A Dense and Efficient Instruction Set Architecture Encoding
Emad Jacob Maroun
TL;DR
The paper proposes Scry, a novel ISA designed to maximize encoding density and efficiency by abandoning register-based data flow in favor of forward-temporal referencing and internal tagging of operand types. Forward-temporal referencing specifies when outputs are consumed, reducing false dependencies and enabling operand-count polymorphism, while internal tagging allows a single encoding to support multiple data types and semantics. The combination yields 16-bit instructions with substantially higher encoding efficiency than traditional ISAs such as RV64IMC, and a flexible ALU encoding scheme that supports multiple output patterns without bloating the encoding space. Initial evaluation via hand-written assemblies shows that small Scry functions have density comparable to RV64IMC, while larger functions become denser due to reduced need for register spilling and prologue/epilogue overhead, highlighting significant potential for dense, extensible code. The work lays a foundation for a compiler and processor to realize these benefits in practice, with substantial implications for performance, power, and area in modern processors.
Abstract
Instruction density and encoding efficiency are some of the few things directly affected by an instruction set architecture's design. In contrast, a processor's implementation often significantly influences performance, power efficiency, and area usage. Therefore, a major goal of instruction set design should be maximizing instruction density and encoding efficiency. This paper introduces the design elements of the Scry instruction set architecture that most significantly affect instruction density and encoding efficiency. Scry is a novel and experimental instruction set that revisits first principles to design an instruction set fit for modern processor implementations. Scry uses forward-temporal referencing as a means of data flow, where instructions refer to which future instructions consume their outputs.

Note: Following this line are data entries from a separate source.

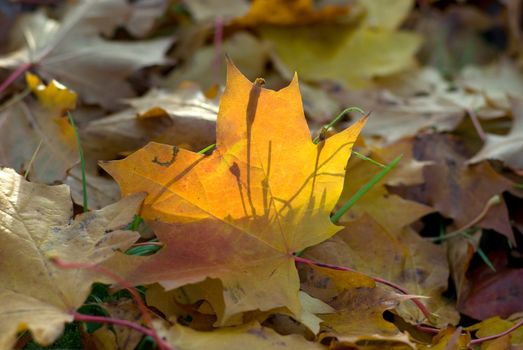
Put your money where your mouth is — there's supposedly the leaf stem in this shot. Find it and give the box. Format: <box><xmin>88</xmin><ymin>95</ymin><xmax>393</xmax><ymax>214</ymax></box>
<box><xmin>352</xmin><ymin>151</ymin><xmax>387</xmax><ymax>168</ymax></box>
<box><xmin>312</xmin><ymin>107</ymin><xmax>365</xmax><ymax>144</ymax></box>
<box><xmin>294</xmin><ymin>256</ymin><xmax>430</xmax><ymax>320</ymax></box>
<box><xmin>0</xmin><ymin>62</ymin><xmax>33</xmax><ymax>93</ymax></box>
<box><xmin>51</xmin><ymin>257</ymin><xmax>167</xmax><ymax>350</ymax></box>
<box><xmin>331</xmin><ymin>155</ymin><xmax>403</xmax><ymax>224</ymax></box>
<box><xmin>470</xmin><ymin>320</ymin><xmax>523</xmax><ymax>345</ymax></box>
<box><xmin>67</xmin><ymin>111</ymin><xmax>89</xmax><ymax>213</ymax></box>
<box><xmin>198</xmin><ymin>143</ymin><xmax>216</xmax><ymax>154</ymax></box>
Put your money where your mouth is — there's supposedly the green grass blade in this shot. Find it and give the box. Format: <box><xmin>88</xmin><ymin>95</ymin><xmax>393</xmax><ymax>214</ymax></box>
<box><xmin>352</xmin><ymin>151</ymin><xmax>387</xmax><ymax>168</ymax></box>
<box><xmin>67</xmin><ymin>112</ymin><xmax>89</xmax><ymax>213</ymax></box>
<box><xmin>331</xmin><ymin>155</ymin><xmax>403</xmax><ymax>224</ymax></box>
<box><xmin>125</xmin><ymin>244</ymin><xmax>162</xmax><ymax>256</ymax></box>
<box><xmin>312</xmin><ymin>107</ymin><xmax>365</xmax><ymax>144</ymax></box>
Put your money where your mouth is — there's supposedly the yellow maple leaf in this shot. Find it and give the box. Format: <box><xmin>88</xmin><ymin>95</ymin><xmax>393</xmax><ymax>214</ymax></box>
<box><xmin>103</xmin><ymin>63</ymin><xmax>365</xmax><ymax>320</ymax></box>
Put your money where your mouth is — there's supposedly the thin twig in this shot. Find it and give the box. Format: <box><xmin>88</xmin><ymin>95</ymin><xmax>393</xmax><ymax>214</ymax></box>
<box><xmin>294</xmin><ymin>256</ymin><xmax>430</xmax><ymax>320</ymax></box>
<box><xmin>470</xmin><ymin>320</ymin><xmax>523</xmax><ymax>345</ymax></box>
<box><xmin>212</xmin><ymin>15</ymin><xmax>223</xmax><ymax>85</ymax></box>
<box><xmin>466</xmin><ymin>108</ymin><xmax>487</xmax><ymax>142</ymax></box>
<box><xmin>0</xmin><ymin>63</ymin><xmax>33</xmax><ymax>93</ymax></box>
<box><xmin>24</xmin><ymin>139</ymin><xmax>44</xmax><ymax>180</ymax></box>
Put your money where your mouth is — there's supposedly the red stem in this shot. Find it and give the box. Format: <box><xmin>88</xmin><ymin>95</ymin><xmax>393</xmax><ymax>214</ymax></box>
<box><xmin>470</xmin><ymin>320</ymin><xmax>523</xmax><ymax>345</ymax></box>
<box><xmin>73</xmin><ymin>311</ymin><xmax>153</xmax><ymax>337</ymax></box>
<box><xmin>294</xmin><ymin>256</ymin><xmax>430</xmax><ymax>320</ymax></box>
<box><xmin>0</xmin><ymin>62</ymin><xmax>33</xmax><ymax>93</ymax></box>
<box><xmin>73</xmin><ymin>311</ymin><xmax>174</xmax><ymax>350</ymax></box>
<box><xmin>52</xmin><ymin>257</ymin><xmax>169</xmax><ymax>350</ymax></box>
<box><xmin>213</xmin><ymin>15</ymin><xmax>223</xmax><ymax>85</ymax></box>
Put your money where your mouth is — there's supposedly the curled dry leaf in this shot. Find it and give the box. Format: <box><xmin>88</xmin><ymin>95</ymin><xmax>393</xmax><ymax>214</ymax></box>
<box><xmin>235</xmin><ymin>0</ymin><xmax>350</xmax><ymax>26</ymax></box>
<box><xmin>0</xmin><ymin>169</ymin><xmax>143</xmax><ymax>349</ymax></box>
<box><xmin>0</xmin><ymin>0</ymin><xmax>171</xmax><ymax>108</ymax></box>
<box><xmin>458</xmin><ymin>251</ymin><xmax>523</xmax><ymax>320</ymax></box>
<box><xmin>82</xmin><ymin>82</ymin><xmax>218</xmax><ymax>160</ymax></box>
<box><xmin>156</xmin><ymin>322</ymin><xmax>325</xmax><ymax>350</ymax></box>
<box><xmin>407</xmin><ymin>134</ymin><xmax>515</xmax><ymax>243</ymax></box>
<box><xmin>468</xmin><ymin>96</ymin><xmax>523</xmax><ymax>172</ymax></box>
<box><xmin>340</xmin><ymin>151</ymin><xmax>434</xmax><ymax>232</ymax></box>
<box><xmin>0</xmin><ymin>74</ymin><xmax>79</xmax><ymax>184</ymax></box>
<box><xmin>103</xmin><ymin>63</ymin><xmax>365</xmax><ymax>320</ymax></box>
<box><xmin>304</xmin><ymin>215</ymin><xmax>459</xmax><ymax>326</ymax></box>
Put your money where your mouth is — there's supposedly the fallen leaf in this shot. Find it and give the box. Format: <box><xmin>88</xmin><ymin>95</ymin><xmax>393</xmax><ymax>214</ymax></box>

It also uses internal tagging, where the processors track data types internally, to reduce the number of instructions needed and increase flexibility. Combining these two methods, Scry achieves instruction-feature parity with RISC-V's RV64IMC using only 2-byte instructions compared to RISC-V's 4 bytes. Scry's instructions occupy only 28% of the 2-byte encoding space, where RV64IMC instructions occupy 68% of the 4-byte encoding space. We show that hand-compiled Scry's static instruction density is comparable to RV64IMC for small functions and improves as functions grow in size.